You play as a member of the sprawling fleet of Uber drivers juggling running fares, maintaining your vehicle and making it home in time to help with your son’s homework.
More recently, "Testris" plots the story of the coronavirus pandemic across the globe. You start by choosing a character and seeing the myriad ways lives were affected depending on social status and location.
The Guardian’s visual projects editor, David Blood, who was part of the team that created "The Uber Game" said: "It seemed to enable audiences to identify with the Uber driver at the centre of the narrative on a personal level.
"One of our biggest takeaways from the project was that that sort of identification – empathy, essentially – may be something that games are particularly effective at creating."
Games routinely induce empathy, from "That Dragon, Cancer"’s narrative of coming to terms with the death of a child to "Night in the Woods"’ telling of revisiting childhood anxieties – worthy subjects but not exactly news.
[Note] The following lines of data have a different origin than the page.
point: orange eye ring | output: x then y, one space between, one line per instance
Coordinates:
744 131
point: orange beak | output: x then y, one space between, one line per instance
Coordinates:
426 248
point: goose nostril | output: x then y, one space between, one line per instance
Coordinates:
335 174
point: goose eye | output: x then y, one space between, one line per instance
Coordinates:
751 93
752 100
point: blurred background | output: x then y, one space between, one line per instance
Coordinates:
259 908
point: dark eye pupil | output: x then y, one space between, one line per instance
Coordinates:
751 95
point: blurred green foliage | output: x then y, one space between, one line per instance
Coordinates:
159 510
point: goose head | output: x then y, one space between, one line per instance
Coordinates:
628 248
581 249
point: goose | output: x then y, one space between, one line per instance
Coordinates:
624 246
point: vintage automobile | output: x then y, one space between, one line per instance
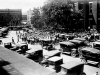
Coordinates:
48 44
69 48
8 45
72 68
4 31
23 47
45 42
80 39
96 45
49 55
94 37
54 63
91 54
78 43
64 37
35 54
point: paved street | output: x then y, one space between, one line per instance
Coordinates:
89 70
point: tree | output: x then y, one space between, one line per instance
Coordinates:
36 19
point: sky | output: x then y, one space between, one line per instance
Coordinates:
25 5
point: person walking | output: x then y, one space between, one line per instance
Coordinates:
13 40
96 73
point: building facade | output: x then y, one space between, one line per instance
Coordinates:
91 13
29 15
10 17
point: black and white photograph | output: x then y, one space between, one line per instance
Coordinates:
50 37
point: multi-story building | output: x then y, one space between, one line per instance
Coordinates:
29 15
91 13
10 17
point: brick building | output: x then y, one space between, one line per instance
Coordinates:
91 13
10 17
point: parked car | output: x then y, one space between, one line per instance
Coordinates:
78 43
49 55
23 47
35 54
69 48
55 62
92 54
64 37
8 45
94 37
72 68
96 45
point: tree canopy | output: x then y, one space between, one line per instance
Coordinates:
57 14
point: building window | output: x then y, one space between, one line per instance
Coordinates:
90 7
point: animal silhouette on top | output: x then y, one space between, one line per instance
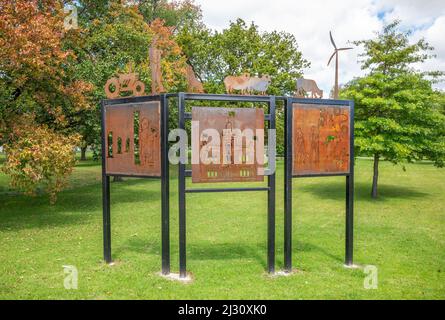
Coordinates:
307 85
247 84
336 50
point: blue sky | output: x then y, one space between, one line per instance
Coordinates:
349 20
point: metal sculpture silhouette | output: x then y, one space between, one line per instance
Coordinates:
336 63
155 65
305 86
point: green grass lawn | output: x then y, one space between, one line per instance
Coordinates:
402 234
News games are often released years after the events they depict. 2017’s "Path Out" and 2016’s "Bury Me, My Love" have you play as refugees fleeing the 2014 Syrian civil war for instance.
Few games can keep pace with the stories they convey and despite the success of "The Uber Game", Blood explains that games are unlikely to become a major part of everyday journalism: "Newsgames are very resource-intensive to produce. They make significant demands on the time of reporters, designers, developers, editors and others.
"Then there's the issue of the news agenda: if it's going to take a month or two months to produce a news game, will it still have sufficient journalistic value by the time it's published?"
At a time when almost every news publisher is feeling the squeeze, Blood said that the time taken to create a game is hard to justify when more typical forms or reporting are quicker, cheaper and less risky.
Not every story will lend itself to being told through a game and the accelerating conveyor of breaking news is unlikely to slow sufficiently to allow games to catch up, but the sparing use of interactive elements in journalism can create stories that connect with audiences on a deeper level.
The journalism we consume every day, especially audio and video, is typically ‘lean back’ rather than ‘lean in’ and for many, active participation is just not how they consume their news.
As publishers attempt to fold in the elements that make games so captivating they will need to be canny in how they bring readers along for the ride.
And with these new features demanding so much from the reporters, editors and programmers that create them, when they do hit, they need to hit hard.